Talas merupakan salah satu tanaman pangan berupa umbi yang memiliki kandungan karbohidrat yang tinggi. Tanaman talas banyak di budidayakan di Indonesia salah satunya di pulau Jawa. Tanaman talas juga memiliki nilai ekonomis yang tinggi. Selama ini semua bagian tanaman talas hanya dimanfaatkan sebagai bahan makananan, pembungkus, maupun obat. Namun apakah pernah terendengar bahwa umbi talas sebagai bioplastik? Seperti kita ketahui ketika mendengar kata plastik, sudah tak asing lagi bagi kita. Plastik hapir tak pernah luput digunakan dalam kehidupan sehari -- hari.Â
Pada umumnya plastik konvensial terbuat dari bahan minyak bumi yang memiliki sifat degradasinya sangat rendah sehingga membutuhkan waktu 500 -- 1000 tahun untuk dapat terurai. Penggunaan plastik yang hampir di seluruh dunia dan semakin meningkat menyebabkan sampah plastik dapat merusak lingkungan. Lalu mengapa plastik tidak didaur ulang saja? Tidak karena biaya yang dibutuhkan daur ulang plastik tidak sebanding dengan biaya produksi plastik. Maka dari itu ditemukanlah sebuah inovasi baru untuk membuat plastik yang ramah lingkungan. Salah satunya yaitu bioplastik.Â
Bioplastik merupakan palstik ramah lingkungan yang fungsinya sama persis dengan plastik konvesional akan tetapi perbedaanya yaitu bioplastik mudah hancur terurai oleh mikroorganisme menjadi gas karbondioksida dan air ketika selesai digunakan dan dibuang ke lingkunagn maka tidak akan meninggalkan zat -- zat yang bersifat racun. Bioplastik ini sudah dikembangkan sejak lama termasuk di indonesia. Seiring berkembangnya teknologi baik dari pertanian maupun perkebunan dan lain sebagainya, bahan pembuatan bioplastik mulai diperbarui.

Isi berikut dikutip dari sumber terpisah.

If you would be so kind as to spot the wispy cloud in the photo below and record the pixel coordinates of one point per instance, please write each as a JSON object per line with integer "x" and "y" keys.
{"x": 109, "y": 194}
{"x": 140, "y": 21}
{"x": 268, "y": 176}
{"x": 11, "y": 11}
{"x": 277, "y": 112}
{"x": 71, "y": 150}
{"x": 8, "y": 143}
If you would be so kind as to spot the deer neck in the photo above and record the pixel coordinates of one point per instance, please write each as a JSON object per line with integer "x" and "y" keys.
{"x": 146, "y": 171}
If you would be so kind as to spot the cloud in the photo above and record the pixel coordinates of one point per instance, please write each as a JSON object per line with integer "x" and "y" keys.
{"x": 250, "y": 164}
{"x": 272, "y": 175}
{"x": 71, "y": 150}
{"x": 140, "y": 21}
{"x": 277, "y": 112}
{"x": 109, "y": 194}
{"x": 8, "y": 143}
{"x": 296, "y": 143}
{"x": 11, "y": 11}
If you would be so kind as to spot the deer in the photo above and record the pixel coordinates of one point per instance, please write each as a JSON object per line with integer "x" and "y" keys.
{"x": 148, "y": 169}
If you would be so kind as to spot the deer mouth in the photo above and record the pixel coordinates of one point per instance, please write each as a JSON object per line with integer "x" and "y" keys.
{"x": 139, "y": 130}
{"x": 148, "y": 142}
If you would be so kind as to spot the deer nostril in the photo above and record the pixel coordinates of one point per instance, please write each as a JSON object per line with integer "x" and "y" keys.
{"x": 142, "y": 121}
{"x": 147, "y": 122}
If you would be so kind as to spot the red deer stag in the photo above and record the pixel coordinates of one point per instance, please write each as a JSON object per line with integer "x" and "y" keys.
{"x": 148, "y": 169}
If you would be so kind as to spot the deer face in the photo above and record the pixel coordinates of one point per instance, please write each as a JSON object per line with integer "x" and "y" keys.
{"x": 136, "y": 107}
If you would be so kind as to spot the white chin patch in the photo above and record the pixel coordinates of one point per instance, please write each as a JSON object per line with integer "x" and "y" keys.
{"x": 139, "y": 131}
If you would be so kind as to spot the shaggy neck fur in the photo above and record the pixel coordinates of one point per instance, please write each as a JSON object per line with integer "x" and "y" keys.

Salah satunya yaitu dengan memanfaatkan umbi talas sebagai bahan dasar pembuatan bioplastik. Loh bisa talas jadi plastik? Bisa dong tentunya. Umbi talas mengandung pati sebesar 70%. Hal ini menjadikan talas dapat digunakan sebagai bahan dasar bioplastik yang ramah lingkungan. Pembuatan bioplastik berbahan dasar pati diproses dengan prinsip gelatinisasi. Proses gelatinisasi merupakan proses dimana pati diberi penambahan air pada pati kemudian dipanaskan pada suhu yang sangat tinggi yang nantinya membuat pati menyerap air dan dapat membengkak. Namun jumlah air yang terserap oleh pati dan pembengkakanya  sangat terbatas.Â
Pati akan menyerap air dengan maksimal apabila suhu pemanansanya berkisar pada temperatur 55 hingga 65. Suhu dari gelatinisasi pati akan mempengaruhi perubahan dari vikositas larutan pati, dengan peningkatan  suhu ketika pemanasan membuat kekentalan suspensi pati menurun. Suhu gelatinisasi merupakan suhu ketika granula pati pecah. Gelatinisasi menyebabkan ikatan amilosa cenderung saling berdekatan, hal ini diakrenakan adanya ikatan hidrogen. Setelah terjadinya proses gelatinisasi, larutan gelatin kemudian akan dicetak dengan dituangkan pada tempat pencetakan dan dikeringkan selama 24 jam. Pengeringan ini dimaksudkna untuk menyusutkan atau mengurangi kandungan air, sehingga gel atau peti tersebut akan membentuk bioplastik. Lalu apakah bioplastik bisa elastis seperti plastik konvensional? Ya tentu saja bisa dengan penambahan bahan Plasticizer. Plasticizer merupakan bahan tambahan pembuatas bioplastik yang berfungsi untuk meningkatkan keelastisan dari bioplastik dengan cara mengurangi derajat hydrogen dan meningkatkan jarak molekul dengan polimer.  Semakin banyak menggunakan Plasticizer maka kelarutan juga semakin meningkat. Selain itu juga bisa ditambahkan dengan bahna kitosan. Kitosan ini memiliki kelebihan dalam pembuatan bioplastik yaitu sebagai anti air. Kok bisa sih ? ya bisa karena kitosan mengandung senyawa yang tidak dapat larut dalam air sehingga dapat mereduksi sifat dari pati yang dimana pati sendiri mampu menyerap air sebesar 100%.